Switch expressions are a concise way to run different code based on the value of a variable, similar to a chain of if/else statements. They are a natural choice when a variable can only have a small number of possible values (like an enum). And since they are expressions rather than statements, they evaluate to a value. For example, the return statement in the method Actor.getBoundingBoxUL() is

return switch (currentEdge.direction()) {
    case Direction.LEFT -> new DPair(x - distanceAlongEdge, y);
    case Direction.RIGHT -> new DPair(x + distanceAlongEdge, y);
    case Direction.UP -> new DPair(x, y - distanceAlongEdge);
    case Direction.DOWN -> new DPair(x, y + distanceAlongEdge);
};

which constructs and returns a different DPair object (another record class!) depending on which of the four values currentEdge.direction() (an expression with an enum type!) has. We prefer the “switch expression” notation (with the ->s) since it is more streamlined than the clunkier C-style “switch statement” notation (with lots of colons and breaks). For more information, see Java language updates.

With all that preliminary information out of the way, we’re finally ready to begin the assignment!

Part 1: Graph Construction

Files to modify

model/MazeGraph.java

Other relevant files

model/GameModel.java, util/GameMap.java

Tests

tests/model/MazeGraphTest.java

Complete the constructor for the MazeGraph class (TODO 1). This constructor takes in a GameMap object, which consists of two 2-dimensional arrays representing a game’s tile grid. The first, map.types(), is a TileType[][], where a TileType is either a WALL, a PATH, or a GHOSTBOX. Since the actors can only traverse the PATH tiles of the maze, there will be a vertex in a MazeGraph corresponding to each location $(i,j)$ with map.types()[i][j] == TileType.PATH, and no others. The second, map.elevations(), is a double[][] representing the height of each tile, which will determine edge weights in the graph.

Note that the coordinates used on the tile grid are a bit atypical. The pair $(i,j)$ refers to the tile in column $i$ and row $j$. So $i$ corresponds to the horizontal direction (right positive), and $j$ corresponds to the vertical direction (down positive). (This is not the usual convention for 2D arrays in Java, but as long as we’re consistent within the assignment, it’ll all work out.)

Connectivity-wise, there is a directed edge between each (ordered) pair of orthogonally adjacent tiles; that is, tiles in locations $(i_1,j_1)$ and $(i_2,j_2)$ with either:

• $i_1 = i_2$ (same column) and $|j_1 - j_2| = 1$ (above/below) or $|j_1 - j_2| = \textrm{height} -1$ (tunneling between top and bottom)
• $j_1 = j_2$ (same row) and $|i_1 - i_2| = 1$ (left/right) or $|i_1 - i_2| = \textrm{width} -1$ (tunneling between right and left sides)
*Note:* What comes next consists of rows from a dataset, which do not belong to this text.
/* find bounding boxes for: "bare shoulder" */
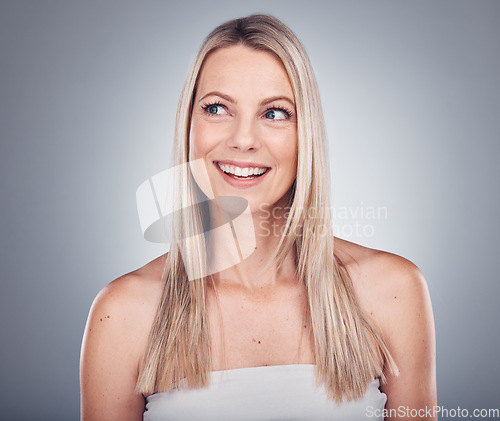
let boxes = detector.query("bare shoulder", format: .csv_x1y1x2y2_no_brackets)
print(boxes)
80,254,167,420
334,236,423,280
93,254,167,321
334,237,436,412
333,237,434,358
333,237,429,320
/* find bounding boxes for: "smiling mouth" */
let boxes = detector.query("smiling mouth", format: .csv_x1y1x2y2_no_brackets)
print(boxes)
216,162,270,180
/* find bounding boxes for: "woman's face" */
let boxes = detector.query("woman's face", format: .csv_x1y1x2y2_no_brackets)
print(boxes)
189,45,298,213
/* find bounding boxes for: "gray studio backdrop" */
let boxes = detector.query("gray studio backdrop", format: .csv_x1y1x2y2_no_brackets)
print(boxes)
1,1,499,420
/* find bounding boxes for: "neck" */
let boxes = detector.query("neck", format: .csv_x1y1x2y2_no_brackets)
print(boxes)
206,197,296,291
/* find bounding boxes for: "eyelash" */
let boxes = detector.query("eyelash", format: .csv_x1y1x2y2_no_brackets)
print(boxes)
201,102,294,119
265,105,293,119
201,101,224,114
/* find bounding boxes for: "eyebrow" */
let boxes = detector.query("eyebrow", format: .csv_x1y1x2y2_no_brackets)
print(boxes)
199,91,235,103
259,96,295,107
198,91,295,107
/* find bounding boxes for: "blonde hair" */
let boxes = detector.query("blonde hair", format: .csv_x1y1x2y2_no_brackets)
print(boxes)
136,14,396,402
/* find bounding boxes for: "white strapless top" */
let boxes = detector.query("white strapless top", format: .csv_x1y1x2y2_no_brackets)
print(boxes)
143,364,386,420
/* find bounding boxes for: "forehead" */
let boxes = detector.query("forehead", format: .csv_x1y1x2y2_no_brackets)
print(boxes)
196,45,294,101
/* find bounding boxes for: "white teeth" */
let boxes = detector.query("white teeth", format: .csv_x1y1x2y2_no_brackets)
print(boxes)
217,163,268,177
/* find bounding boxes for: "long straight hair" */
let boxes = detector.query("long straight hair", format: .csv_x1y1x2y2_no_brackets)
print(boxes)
136,14,397,402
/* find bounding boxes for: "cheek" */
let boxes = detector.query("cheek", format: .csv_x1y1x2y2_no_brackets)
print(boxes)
188,119,205,161
275,132,298,170
189,118,219,161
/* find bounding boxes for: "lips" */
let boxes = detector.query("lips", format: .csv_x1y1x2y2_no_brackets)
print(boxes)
217,163,268,179
213,160,271,188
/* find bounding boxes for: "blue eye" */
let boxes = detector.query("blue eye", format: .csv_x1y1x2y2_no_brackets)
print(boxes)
203,103,227,115
265,108,289,120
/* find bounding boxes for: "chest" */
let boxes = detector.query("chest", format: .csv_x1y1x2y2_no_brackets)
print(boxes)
206,284,315,370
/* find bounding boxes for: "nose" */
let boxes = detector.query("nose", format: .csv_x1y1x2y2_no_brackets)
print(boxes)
227,115,259,152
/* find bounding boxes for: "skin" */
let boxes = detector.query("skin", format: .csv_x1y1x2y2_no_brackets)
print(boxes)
80,46,436,420
189,46,298,214
189,46,299,290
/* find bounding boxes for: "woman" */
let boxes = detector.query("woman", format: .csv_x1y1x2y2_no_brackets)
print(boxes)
80,14,436,420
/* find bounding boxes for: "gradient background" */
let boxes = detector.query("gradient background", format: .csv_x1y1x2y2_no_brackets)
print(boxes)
1,1,499,420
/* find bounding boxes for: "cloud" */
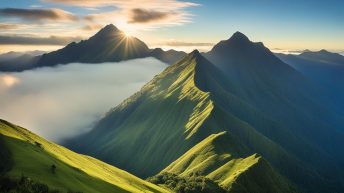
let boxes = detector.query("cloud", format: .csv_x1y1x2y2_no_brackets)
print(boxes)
128,8,170,23
0,58,166,142
81,24,103,31
44,0,198,29
44,0,198,9
165,40,214,47
0,8,77,21
271,48,309,55
0,35,82,45
0,23,20,30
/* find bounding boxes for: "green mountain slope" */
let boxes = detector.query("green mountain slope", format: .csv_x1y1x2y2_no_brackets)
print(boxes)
67,33,344,193
161,132,297,193
68,51,216,177
0,119,170,193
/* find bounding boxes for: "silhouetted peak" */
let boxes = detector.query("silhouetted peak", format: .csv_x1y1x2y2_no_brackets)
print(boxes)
102,24,119,32
151,48,164,53
301,49,333,56
229,31,250,43
189,49,201,58
319,49,329,53
92,24,122,39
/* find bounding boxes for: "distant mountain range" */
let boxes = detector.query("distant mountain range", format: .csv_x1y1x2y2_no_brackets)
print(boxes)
276,50,344,114
66,32,344,193
0,24,185,72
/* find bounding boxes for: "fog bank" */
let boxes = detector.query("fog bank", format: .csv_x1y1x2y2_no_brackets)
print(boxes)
0,57,166,142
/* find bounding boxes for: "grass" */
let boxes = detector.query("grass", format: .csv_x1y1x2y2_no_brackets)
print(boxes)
0,119,170,193
162,132,298,193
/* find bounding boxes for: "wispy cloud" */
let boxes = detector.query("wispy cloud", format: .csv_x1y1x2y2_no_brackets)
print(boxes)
81,23,103,31
0,23,20,30
44,0,199,29
128,8,170,24
0,35,82,45
0,8,77,22
165,40,214,47
43,0,198,9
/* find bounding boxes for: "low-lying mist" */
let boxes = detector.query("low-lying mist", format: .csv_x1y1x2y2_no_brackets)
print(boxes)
0,57,166,142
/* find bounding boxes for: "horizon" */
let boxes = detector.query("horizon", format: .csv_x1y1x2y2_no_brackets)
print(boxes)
0,0,343,54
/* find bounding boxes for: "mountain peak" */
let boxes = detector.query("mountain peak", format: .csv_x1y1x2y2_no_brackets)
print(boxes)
188,49,204,62
102,24,119,32
92,24,122,39
319,49,329,53
190,49,201,56
229,31,250,43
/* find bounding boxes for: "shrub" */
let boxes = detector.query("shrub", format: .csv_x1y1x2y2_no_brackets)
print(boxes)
0,175,83,193
147,172,227,193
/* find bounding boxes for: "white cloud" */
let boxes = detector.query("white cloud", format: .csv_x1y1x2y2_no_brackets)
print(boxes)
0,58,166,142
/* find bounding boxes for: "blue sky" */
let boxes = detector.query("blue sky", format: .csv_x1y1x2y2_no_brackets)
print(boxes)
0,0,343,53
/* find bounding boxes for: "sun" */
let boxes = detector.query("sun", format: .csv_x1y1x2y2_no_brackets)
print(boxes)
123,31,134,38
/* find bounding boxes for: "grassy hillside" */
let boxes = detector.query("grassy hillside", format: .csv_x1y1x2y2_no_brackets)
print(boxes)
67,51,217,178
0,119,170,193
161,132,297,193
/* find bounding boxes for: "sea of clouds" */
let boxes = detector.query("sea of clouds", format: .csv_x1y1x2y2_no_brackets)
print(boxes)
0,57,166,142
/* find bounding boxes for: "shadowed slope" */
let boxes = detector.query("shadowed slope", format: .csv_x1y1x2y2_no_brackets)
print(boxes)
276,50,344,114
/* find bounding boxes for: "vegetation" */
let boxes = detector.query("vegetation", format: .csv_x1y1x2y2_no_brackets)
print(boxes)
147,172,226,193
162,132,298,193
0,119,170,193
0,175,83,193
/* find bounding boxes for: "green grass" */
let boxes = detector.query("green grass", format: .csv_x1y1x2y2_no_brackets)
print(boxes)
0,119,170,193
162,132,298,193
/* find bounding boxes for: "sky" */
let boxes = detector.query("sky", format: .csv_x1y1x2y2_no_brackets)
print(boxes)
0,58,166,141
0,0,343,53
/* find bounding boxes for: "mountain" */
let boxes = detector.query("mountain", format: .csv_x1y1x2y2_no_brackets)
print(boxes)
67,33,344,193
0,51,45,61
276,50,344,113
150,48,186,64
0,51,43,71
0,24,185,72
0,119,169,193
36,24,150,67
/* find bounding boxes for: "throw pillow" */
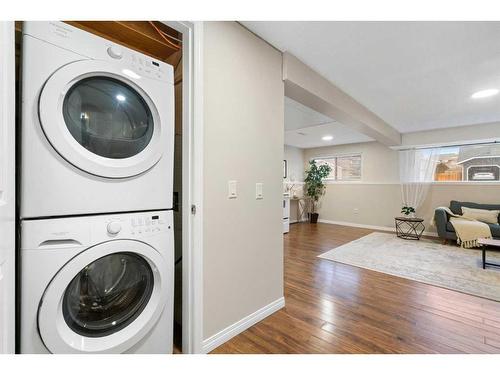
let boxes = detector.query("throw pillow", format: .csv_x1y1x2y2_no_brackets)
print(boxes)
461,207,500,224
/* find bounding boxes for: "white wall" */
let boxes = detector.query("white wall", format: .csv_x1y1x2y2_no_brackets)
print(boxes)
203,22,284,341
304,122,500,233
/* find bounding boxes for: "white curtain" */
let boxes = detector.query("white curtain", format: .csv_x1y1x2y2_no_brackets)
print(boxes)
399,149,439,214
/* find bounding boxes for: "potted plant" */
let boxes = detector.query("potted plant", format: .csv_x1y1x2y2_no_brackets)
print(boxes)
304,160,332,223
401,206,416,218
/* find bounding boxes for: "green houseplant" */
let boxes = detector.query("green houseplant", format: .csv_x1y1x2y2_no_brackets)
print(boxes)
304,160,332,223
401,206,416,217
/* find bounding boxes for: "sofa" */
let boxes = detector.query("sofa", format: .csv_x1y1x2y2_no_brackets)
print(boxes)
435,200,500,242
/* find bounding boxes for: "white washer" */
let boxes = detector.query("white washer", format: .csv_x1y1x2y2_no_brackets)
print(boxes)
20,210,174,354
20,21,174,219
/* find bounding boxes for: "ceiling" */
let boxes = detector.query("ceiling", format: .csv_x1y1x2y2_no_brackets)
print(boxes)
243,21,500,133
285,97,373,148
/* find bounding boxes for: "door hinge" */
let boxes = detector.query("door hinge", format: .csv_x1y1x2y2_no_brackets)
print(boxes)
191,204,197,215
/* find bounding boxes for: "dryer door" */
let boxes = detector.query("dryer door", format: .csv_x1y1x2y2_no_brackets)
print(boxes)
39,60,167,178
38,240,169,353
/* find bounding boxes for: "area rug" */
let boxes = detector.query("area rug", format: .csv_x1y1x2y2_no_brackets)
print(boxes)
318,232,500,301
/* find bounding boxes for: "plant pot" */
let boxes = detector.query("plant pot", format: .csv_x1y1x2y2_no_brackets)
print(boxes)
310,213,319,224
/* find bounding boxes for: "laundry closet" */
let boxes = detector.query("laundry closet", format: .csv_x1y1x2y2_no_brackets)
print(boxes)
14,21,184,353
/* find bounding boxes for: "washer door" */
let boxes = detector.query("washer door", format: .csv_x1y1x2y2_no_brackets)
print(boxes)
38,240,168,354
39,60,165,178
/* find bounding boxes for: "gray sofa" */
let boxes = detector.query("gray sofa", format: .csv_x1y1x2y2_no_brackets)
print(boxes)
435,200,500,242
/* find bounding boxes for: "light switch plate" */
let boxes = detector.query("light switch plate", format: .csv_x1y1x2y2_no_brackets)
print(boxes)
256,182,263,199
228,180,237,199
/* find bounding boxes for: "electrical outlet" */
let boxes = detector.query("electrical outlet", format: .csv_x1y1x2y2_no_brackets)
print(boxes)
353,208,359,214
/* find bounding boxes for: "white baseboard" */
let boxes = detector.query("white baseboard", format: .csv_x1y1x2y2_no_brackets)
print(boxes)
202,297,285,353
318,219,438,238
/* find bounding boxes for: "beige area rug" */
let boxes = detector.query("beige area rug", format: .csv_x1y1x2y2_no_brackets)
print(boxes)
318,232,500,301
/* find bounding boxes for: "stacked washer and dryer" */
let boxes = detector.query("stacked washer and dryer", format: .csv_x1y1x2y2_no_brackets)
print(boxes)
19,22,176,353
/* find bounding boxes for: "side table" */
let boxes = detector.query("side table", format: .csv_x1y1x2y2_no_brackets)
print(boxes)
395,217,425,240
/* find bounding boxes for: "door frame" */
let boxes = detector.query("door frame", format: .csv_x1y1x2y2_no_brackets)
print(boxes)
0,21,16,354
162,21,204,354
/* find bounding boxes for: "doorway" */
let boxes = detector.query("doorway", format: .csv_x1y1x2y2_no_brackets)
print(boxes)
12,20,203,354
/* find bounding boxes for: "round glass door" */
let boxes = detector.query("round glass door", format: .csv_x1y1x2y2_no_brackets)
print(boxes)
38,239,169,353
38,60,169,178
62,252,154,338
62,77,154,159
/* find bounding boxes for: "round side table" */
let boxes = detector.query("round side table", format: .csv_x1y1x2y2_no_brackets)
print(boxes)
395,217,425,240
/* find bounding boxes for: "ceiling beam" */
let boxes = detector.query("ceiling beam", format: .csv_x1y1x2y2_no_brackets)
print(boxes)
283,52,401,147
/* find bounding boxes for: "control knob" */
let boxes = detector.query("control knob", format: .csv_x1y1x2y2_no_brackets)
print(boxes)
107,221,122,235
107,46,123,59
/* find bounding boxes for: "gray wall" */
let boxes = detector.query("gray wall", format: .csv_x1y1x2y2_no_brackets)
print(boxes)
203,22,284,339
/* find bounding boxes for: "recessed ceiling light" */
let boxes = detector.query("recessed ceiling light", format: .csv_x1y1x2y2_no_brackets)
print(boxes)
322,135,333,141
471,89,499,99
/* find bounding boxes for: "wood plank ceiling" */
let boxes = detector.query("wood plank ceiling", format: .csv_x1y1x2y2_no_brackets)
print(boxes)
65,21,181,62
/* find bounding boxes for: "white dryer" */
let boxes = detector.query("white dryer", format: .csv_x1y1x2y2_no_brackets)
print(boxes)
20,21,174,219
20,210,174,354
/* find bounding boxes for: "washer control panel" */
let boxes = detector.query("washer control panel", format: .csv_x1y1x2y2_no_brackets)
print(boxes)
22,210,173,249
103,211,171,238
129,213,169,235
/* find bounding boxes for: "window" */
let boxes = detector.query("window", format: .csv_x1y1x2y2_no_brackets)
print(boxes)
314,158,336,179
314,154,362,181
433,143,500,182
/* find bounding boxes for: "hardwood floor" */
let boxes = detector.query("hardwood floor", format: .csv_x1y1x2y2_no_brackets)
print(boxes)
211,223,500,354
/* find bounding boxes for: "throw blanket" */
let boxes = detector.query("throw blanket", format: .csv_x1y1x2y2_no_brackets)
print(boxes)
435,206,491,248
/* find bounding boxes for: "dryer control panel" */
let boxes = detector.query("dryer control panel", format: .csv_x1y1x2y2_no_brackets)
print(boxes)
23,21,174,84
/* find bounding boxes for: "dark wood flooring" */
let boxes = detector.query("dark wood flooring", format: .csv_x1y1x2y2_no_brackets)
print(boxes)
211,223,500,353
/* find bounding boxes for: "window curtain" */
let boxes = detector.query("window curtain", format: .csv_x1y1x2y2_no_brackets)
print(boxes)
399,149,439,214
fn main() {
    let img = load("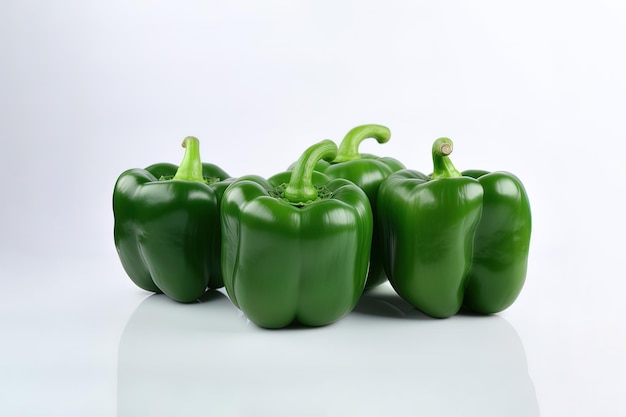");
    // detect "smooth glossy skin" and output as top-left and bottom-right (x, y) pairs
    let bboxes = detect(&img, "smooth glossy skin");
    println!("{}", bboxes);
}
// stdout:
(320, 157), (404, 289)
(462, 170), (532, 314)
(114, 169), (162, 293)
(113, 138), (231, 302)
(221, 143), (373, 329)
(378, 169), (484, 318)
(292, 125), (405, 289)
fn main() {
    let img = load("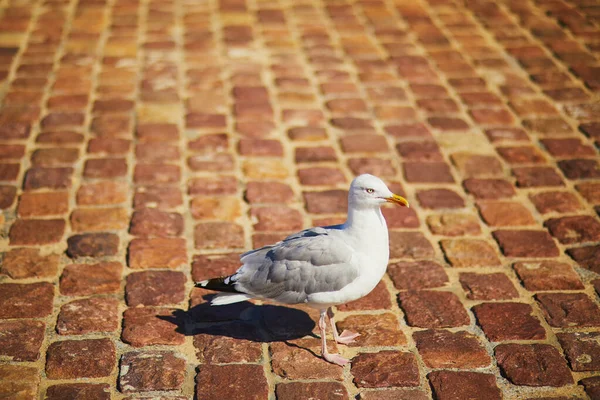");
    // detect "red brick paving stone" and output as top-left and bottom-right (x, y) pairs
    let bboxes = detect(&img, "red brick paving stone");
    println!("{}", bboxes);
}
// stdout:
(404, 162), (455, 183)
(271, 338), (344, 380)
(129, 208), (184, 238)
(23, 167), (73, 190)
(510, 99), (559, 116)
(459, 273), (519, 300)
(188, 176), (238, 195)
(236, 120), (276, 138)
(428, 371), (502, 400)
(0, 122), (30, 140)
(382, 207), (419, 229)
(0, 320), (45, 361)
(398, 291), (469, 328)
(297, 167), (346, 186)
(513, 261), (584, 291)
(0, 283), (54, 320)
(558, 158), (600, 180)
(513, 166), (565, 187)
(134, 163), (181, 184)
(190, 253), (241, 283)
(426, 213), (481, 236)
(245, 181), (293, 204)
(45, 338), (116, 379)
(485, 127), (530, 143)
(522, 118), (574, 137)
(288, 126), (328, 141)
(470, 108), (514, 125)
(188, 153), (235, 172)
(250, 206), (303, 231)
(351, 351), (420, 388)
(417, 98), (460, 114)
(348, 158), (396, 177)
(0, 364), (40, 399)
(427, 117), (470, 131)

The weight of the edge is determined using the MazeGraph.edgeWeight() method. Intuitively, an edge with a lower source and a higher destination has a steeper incline, which will result in a larger weight, which will in turn cause the actors to traverse it slower.

Within the constructor, you will need to systematically locate all of the PATH tiles in the graph to construct the vertices and add all of their incident edges. One approach for this is to carry out a BFS or DFS-style traversal from a starting vertex, using the coordinates of a vertex to compute its neighboring tiles’ locations, querying whether they are also PATH files, and then constructing corresponding vertices and edges. An alternative strategy is to iterate over the tile grid directly; either approach will work.

In case it is helpful, you are guaranteed that map.types()[2][2] is a PATH tile, and that all of the PATH tiles form a single connected component (that is, you can reach any PATH tile from any other PATH tile by taking orthogonal steps to intermediate PATH tiles).

There are a lot of details to get right here, so testing is essential. Complete the testing task (TODOs 2a-d) in tests/model/MazeGraphTest.java, which has you fill in the body of three test cases to match their DisplayNames and write some additional tests of your own. As an additional form of verification, you can check that your constructor has located the vertices by running ui/GraphicalApp.java. You should see that dots have been added to all of the path tiles on the board except for the tunnel tiles. Four tiles toward the corners of the board should display larger pellets.

Part 2: PacMann

Files to modify

ui/InteractiveGameController.java, model/GameModel.java

Files to create

model/PacMannManual.java

Tests

Play testing using ui/GraphicalApp.java

Other relevant files

model/PacMann.java, model/Actor.java

In this part of the assignment, you will add the PacMann character to the game that will navigate based on the player’s key presses. PacMann is one of the game’s “actors”, so we can start to understand how he is modeled by looking at the Actor abstract class. You’ll see that most of this class is devoted to modeling the actor’s location. Primarily, this is done through a Location class, which keeps track of the current Edge that this actor is traversing, along with their progress along that edge. From this information, we can derive the nearestVertex() to the actor, which will be useful for defining the ghost’s navigation behavior below. Additional methods relate to to drawing actors and simulating their motion, but these are not relevant to your tasks.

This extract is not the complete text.